What are you waiting for?
Drawing experience from the amount of tools I’ve made, I would like to help you get started by warning you about the problems you’ll face.
First of all, the API equivalent of “Render selection to sample” does not yet exist. Relevant function is the one below (out of the documentation/Song.API.lua)
-- Start rendering a section of the song or the whole song to a WAV file.
-- Rendering job will be done in the background and the call will return
-- back immediately, but the Renoise GUI will be blocked during rendering. The
-- passed 'rendering_done_callback' function is called as soon as rendering is
-- done, e.g. successfully completed.
-- While rendering, the rendering status can be polled with the song().rendering
-- and song().rendering_progress properties, for example, in idle notifier
-- loops. If starting the rendering process fails (because of file IO errors for
-- example), the render function will return false and the error message is set
-- as the second return value. On success, only a single "true" value is
-- returned. Param 'options' is a table with the following fields, all optional:
--
-- options = {
-- start_pos, -- renoise.SongPos object. by default the song start.
-- end_pos, -- renoise.SongPos object. by default the song end.
-- sample_rate, -- number, one of 22050, 44100, 48000, 88200, 96000. \
-- -- by default the players current rate.
-- bit_depth , -- number, one of 16, 24 or 32. by default 32.
-- interpolation, -- string, one of 'cubic', 'sinc'. by default cubic'.
-- priority, -- string, one "low", "realtime", "high". \
-- -- by default "high".
-- }
--
-- To render only specific tracks or columns, mute the undesired tracks/columns
-- before starting to render.
-- Param 'file_name' must point to a valid, maybe already existing file. If it
-- already exists, the file will be silently overwritten. The renderer will
-- automatically add a ".wav" extension to the file_name, if missing.

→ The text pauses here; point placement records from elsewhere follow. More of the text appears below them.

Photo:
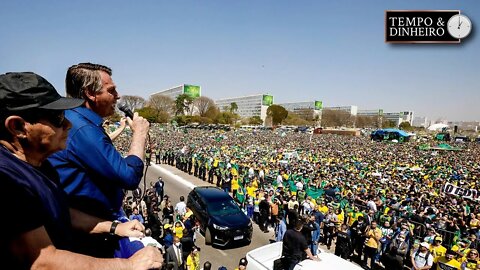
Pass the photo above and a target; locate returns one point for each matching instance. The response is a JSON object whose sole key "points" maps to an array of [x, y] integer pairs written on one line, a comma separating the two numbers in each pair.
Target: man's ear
{"points": [[15, 125], [90, 95]]}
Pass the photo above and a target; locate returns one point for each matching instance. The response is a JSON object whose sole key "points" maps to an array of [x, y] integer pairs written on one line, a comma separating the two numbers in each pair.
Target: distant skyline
{"points": [[333, 51]]}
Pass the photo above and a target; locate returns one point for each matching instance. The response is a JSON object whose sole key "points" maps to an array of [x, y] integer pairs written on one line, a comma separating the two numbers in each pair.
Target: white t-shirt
{"points": [[299, 185], [372, 205], [420, 260], [181, 208]]}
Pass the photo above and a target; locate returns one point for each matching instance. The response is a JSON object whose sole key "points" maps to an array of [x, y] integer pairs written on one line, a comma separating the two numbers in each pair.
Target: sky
{"points": [[333, 51]]}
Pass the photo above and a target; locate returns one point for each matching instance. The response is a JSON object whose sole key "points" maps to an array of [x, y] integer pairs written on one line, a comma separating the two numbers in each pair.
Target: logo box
{"points": [[418, 26]]}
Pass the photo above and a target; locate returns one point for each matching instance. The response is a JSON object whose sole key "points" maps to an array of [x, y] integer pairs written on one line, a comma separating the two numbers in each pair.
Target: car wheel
{"points": [[208, 237]]}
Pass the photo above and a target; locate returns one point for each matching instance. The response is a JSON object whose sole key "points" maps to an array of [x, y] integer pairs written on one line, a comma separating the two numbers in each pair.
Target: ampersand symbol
{"points": [[440, 22]]}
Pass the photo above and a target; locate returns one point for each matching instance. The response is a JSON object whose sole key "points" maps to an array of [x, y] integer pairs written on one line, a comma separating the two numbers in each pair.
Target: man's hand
{"points": [[146, 258], [132, 228], [138, 124]]}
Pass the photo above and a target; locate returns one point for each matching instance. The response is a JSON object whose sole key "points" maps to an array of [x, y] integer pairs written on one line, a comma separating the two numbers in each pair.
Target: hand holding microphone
{"points": [[138, 124]]}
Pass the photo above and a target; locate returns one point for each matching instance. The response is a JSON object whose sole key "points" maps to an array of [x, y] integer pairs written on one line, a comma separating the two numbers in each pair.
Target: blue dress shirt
{"points": [[92, 172]]}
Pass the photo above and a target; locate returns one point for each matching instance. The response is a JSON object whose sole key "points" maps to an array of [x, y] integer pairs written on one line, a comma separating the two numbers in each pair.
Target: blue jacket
{"points": [[281, 229], [92, 172]]}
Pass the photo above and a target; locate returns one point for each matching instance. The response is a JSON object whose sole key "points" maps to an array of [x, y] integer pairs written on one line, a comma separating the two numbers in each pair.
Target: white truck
{"points": [[262, 258]]}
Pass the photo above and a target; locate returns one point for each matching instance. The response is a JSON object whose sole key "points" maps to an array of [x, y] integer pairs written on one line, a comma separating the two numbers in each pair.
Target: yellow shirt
{"points": [[437, 252], [323, 209], [443, 263], [373, 237], [179, 231], [193, 262], [251, 191], [235, 185], [352, 217], [341, 217]]}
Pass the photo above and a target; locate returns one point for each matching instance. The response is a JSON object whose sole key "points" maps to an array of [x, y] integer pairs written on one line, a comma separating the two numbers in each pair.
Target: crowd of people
{"points": [[380, 202]]}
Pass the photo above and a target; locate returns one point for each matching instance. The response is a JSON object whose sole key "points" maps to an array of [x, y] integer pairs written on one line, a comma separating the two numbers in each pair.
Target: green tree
{"points": [[255, 120], [148, 113], [183, 104], [133, 102], [233, 107], [405, 126], [226, 118], [212, 113], [278, 114], [388, 123], [162, 104]]}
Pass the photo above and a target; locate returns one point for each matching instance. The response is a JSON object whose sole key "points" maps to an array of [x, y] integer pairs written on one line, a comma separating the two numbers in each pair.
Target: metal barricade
{"points": [[419, 230], [448, 237]]}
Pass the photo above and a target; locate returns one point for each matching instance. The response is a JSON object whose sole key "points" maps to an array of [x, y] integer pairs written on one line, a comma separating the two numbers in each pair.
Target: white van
{"points": [[262, 259]]}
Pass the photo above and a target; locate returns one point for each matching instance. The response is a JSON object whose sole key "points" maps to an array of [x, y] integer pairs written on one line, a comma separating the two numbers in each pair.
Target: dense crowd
{"points": [[345, 185]]}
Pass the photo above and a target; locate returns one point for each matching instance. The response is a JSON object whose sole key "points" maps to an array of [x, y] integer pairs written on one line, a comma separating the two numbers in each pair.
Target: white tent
{"points": [[437, 127]]}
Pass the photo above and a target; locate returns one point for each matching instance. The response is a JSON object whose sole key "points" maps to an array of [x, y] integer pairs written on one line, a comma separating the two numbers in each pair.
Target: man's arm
{"points": [[91, 224], [119, 130], [310, 256], [140, 127], [37, 251]]}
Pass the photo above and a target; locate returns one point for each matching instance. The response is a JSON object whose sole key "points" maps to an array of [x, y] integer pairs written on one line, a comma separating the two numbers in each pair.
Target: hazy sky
{"points": [[332, 51]]}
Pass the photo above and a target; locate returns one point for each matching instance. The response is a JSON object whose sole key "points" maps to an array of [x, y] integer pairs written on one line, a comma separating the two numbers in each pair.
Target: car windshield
{"points": [[223, 208]]}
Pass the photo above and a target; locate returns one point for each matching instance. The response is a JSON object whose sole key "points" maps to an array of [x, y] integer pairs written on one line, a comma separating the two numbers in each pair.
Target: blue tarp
{"points": [[399, 131]]}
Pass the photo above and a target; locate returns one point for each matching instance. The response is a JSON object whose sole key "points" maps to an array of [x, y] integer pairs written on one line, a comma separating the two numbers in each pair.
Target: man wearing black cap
{"points": [[92, 172], [33, 126], [242, 264]]}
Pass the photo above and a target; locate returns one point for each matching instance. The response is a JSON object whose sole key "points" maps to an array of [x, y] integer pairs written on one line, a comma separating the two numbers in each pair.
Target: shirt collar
{"points": [[89, 114]]}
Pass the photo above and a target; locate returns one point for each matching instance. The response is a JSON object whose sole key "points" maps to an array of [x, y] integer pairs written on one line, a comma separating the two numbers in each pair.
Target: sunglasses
{"points": [[55, 117]]}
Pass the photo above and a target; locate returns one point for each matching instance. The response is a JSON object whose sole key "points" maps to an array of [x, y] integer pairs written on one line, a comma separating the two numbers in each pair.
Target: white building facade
{"points": [[194, 91], [307, 109], [352, 109], [248, 106]]}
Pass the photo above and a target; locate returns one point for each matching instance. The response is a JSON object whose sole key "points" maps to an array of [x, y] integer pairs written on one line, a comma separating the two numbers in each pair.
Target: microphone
{"points": [[124, 108]]}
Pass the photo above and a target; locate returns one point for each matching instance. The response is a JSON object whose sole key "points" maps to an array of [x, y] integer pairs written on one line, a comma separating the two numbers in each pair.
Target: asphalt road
{"points": [[178, 183]]}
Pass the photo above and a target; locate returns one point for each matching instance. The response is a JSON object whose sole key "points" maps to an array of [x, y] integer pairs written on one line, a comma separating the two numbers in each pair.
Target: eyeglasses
{"points": [[56, 118]]}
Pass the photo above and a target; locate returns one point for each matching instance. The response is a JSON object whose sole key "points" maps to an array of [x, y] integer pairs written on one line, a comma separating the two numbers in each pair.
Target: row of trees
{"points": [[184, 109]]}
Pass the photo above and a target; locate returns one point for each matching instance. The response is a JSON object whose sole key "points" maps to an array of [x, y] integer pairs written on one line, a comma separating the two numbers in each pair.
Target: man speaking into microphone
{"points": [[92, 172]]}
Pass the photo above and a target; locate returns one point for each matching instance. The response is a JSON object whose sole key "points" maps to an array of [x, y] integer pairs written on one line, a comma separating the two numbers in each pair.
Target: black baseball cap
{"points": [[243, 261], [20, 91]]}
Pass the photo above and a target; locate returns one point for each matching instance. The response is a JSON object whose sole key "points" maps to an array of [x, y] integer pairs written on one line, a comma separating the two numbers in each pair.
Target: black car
{"points": [[221, 219]]}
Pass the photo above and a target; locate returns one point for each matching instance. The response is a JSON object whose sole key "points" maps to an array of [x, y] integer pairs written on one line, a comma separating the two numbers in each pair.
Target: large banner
{"points": [[267, 100], [192, 90], [451, 189]]}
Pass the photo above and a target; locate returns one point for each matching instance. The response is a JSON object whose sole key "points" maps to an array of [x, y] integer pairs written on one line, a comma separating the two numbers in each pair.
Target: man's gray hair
{"points": [[84, 77]]}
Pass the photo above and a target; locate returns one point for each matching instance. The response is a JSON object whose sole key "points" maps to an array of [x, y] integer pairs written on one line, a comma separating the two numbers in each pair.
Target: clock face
{"points": [[459, 26]]}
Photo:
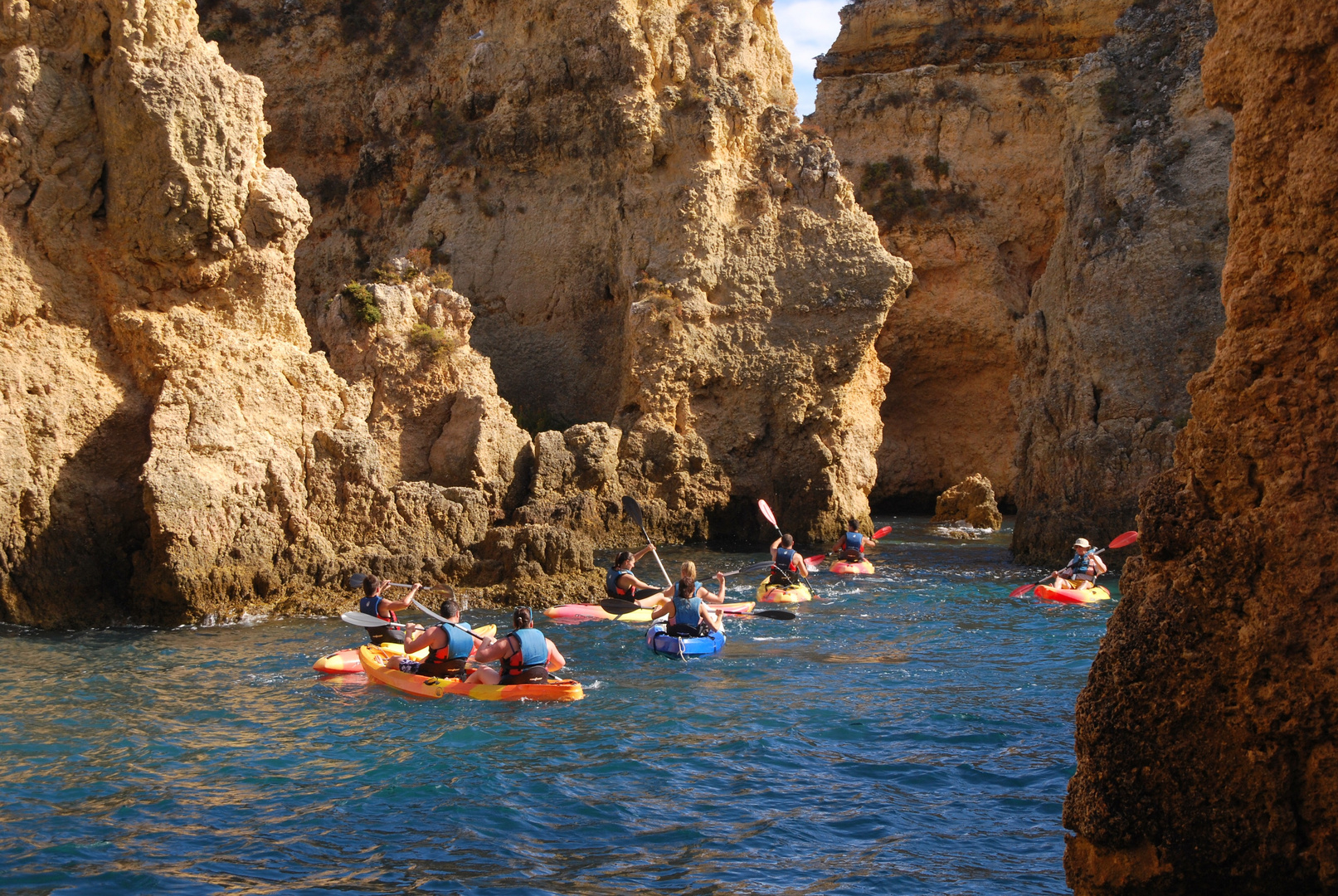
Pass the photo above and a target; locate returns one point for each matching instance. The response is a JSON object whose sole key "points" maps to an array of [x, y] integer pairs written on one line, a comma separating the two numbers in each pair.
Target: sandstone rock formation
{"points": [[173, 450], [971, 500], [1056, 181], [1204, 736], [650, 240]]}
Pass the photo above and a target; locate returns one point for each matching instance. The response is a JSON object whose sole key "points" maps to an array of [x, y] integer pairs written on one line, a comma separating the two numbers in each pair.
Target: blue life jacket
{"points": [[372, 607], [534, 651], [687, 611], [458, 645], [611, 582]]}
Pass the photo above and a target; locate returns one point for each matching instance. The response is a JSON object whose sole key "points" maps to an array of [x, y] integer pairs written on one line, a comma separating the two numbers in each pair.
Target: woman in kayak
{"points": [[375, 605], [688, 613], [526, 655], [785, 561], [1083, 568], [622, 585], [449, 645]]}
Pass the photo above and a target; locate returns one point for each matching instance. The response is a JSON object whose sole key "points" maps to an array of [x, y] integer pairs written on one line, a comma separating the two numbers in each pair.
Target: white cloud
{"points": [[809, 28]]}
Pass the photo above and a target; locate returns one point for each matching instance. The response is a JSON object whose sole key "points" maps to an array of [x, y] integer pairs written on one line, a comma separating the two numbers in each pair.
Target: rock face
{"points": [[172, 448], [1204, 736], [650, 240], [1060, 189], [971, 500]]}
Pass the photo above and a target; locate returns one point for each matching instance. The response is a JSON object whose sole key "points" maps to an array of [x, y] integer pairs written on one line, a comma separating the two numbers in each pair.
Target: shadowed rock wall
{"points": [[1204, 736]]}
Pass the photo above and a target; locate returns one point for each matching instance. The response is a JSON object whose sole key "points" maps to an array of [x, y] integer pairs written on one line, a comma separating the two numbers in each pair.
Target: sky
{"points": [[809, 28]]}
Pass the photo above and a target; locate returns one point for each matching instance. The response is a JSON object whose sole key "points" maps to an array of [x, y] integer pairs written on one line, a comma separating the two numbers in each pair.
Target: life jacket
{"points": [[687, 611], [1082, 566], [372, 607], [532, 660], [458, 644], [854, 544], [611, 582]]}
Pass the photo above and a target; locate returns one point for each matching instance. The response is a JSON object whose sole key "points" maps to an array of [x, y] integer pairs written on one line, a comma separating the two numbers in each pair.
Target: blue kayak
{"points": [[683, 647]]}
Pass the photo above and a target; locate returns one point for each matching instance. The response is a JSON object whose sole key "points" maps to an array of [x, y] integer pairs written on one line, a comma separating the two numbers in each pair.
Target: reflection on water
{"points": [[910, 733]]}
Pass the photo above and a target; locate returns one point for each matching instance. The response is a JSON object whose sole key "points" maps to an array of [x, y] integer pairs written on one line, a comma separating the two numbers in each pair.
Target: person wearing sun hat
{"points": [[1082, 570]]}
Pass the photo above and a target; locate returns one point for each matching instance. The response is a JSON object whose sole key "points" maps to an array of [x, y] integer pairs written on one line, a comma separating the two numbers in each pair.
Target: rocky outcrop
{"points": [[971, 500], [1204, 736], [1058, 186], [650, 240], [173, 450]]}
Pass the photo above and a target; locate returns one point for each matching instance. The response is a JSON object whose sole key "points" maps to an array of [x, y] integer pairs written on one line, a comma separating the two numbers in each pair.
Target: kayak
{"points": [[851, 566], [661, 642], [1069, 596], [375, 665], [594, 613], [343, 662], [796, 592]]}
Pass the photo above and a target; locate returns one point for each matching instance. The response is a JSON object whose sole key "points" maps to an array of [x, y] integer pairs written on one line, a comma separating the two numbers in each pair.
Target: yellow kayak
{"points": [[382, 666], [343, 662], [796, 592]]}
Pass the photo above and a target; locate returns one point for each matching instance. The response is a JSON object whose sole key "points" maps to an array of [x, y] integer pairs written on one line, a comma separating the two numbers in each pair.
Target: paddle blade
{"points": [[1124, 541], [633, 509]]}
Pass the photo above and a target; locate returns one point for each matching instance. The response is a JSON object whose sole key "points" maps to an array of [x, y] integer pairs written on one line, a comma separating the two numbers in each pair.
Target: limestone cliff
{"points": [[1056, 181], [1204, 736], [650, 242], [172, 448]]}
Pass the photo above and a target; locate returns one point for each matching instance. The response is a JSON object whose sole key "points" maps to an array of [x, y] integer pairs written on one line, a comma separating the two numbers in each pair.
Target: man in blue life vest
{"points": [[689, 614], [786, 562], [375, 605], [449, 645], [621, 583], [851, 544], [526, 655], [1082, 572]]}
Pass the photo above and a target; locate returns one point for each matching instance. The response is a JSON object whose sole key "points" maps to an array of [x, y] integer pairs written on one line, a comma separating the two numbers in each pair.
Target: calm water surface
{"points": [[912, 733]]}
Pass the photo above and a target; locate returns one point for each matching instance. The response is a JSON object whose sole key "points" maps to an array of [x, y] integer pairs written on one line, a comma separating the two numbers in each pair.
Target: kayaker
{"points": [[449, 645], [375, 605], [1083, 568], [851, 544], [785, 561], [621, 583], [689, 614], [526, 655]]}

-- Param 'rendering_done_callback' is ONLY called when rendering has succeeded.
-- You can do something with the file you've passed to the renderer here, like
-- for example loading the file into a sample buffer.
renoise.song():render([options,] filename, rendering_done_callback)
-> [boolean, error_message]
Freeze Tracks tool is the only one I can remember that used this function. Using this means you’ll have to “Solo out” everything that’s not in the selection, be that tracks or note columns. Computing the start_ and end_pos from selection is not difficult. Then you have to ask via another sys call (e.g. Akaizer tool does this) for a temp filename. Then render to that file, then load the file back into the currently selected (or whatever) sample slot via
-- Load sample data from a file. Files can be any audio format Renoise supports.
-- Possible errors are shown to the user, otherwise success is returned.
renoise.song().instruments[].samples[].sample_buffer:load_from(filename)
-> [boolean - success]
The question is, is this much of a time saver after all? In the end I think you’ll be coding and especially debugging a lot and using Renoise for years might not make up for the time you lost doing it. I would focus on a tool that simply takes all the instruments called “Rendered Sample xx” and combines their samples in one new inst. Then creates somewhat logical keymaps. It’s probably the best compromise right now between timesaving with tools and using fast render selection builtin functions.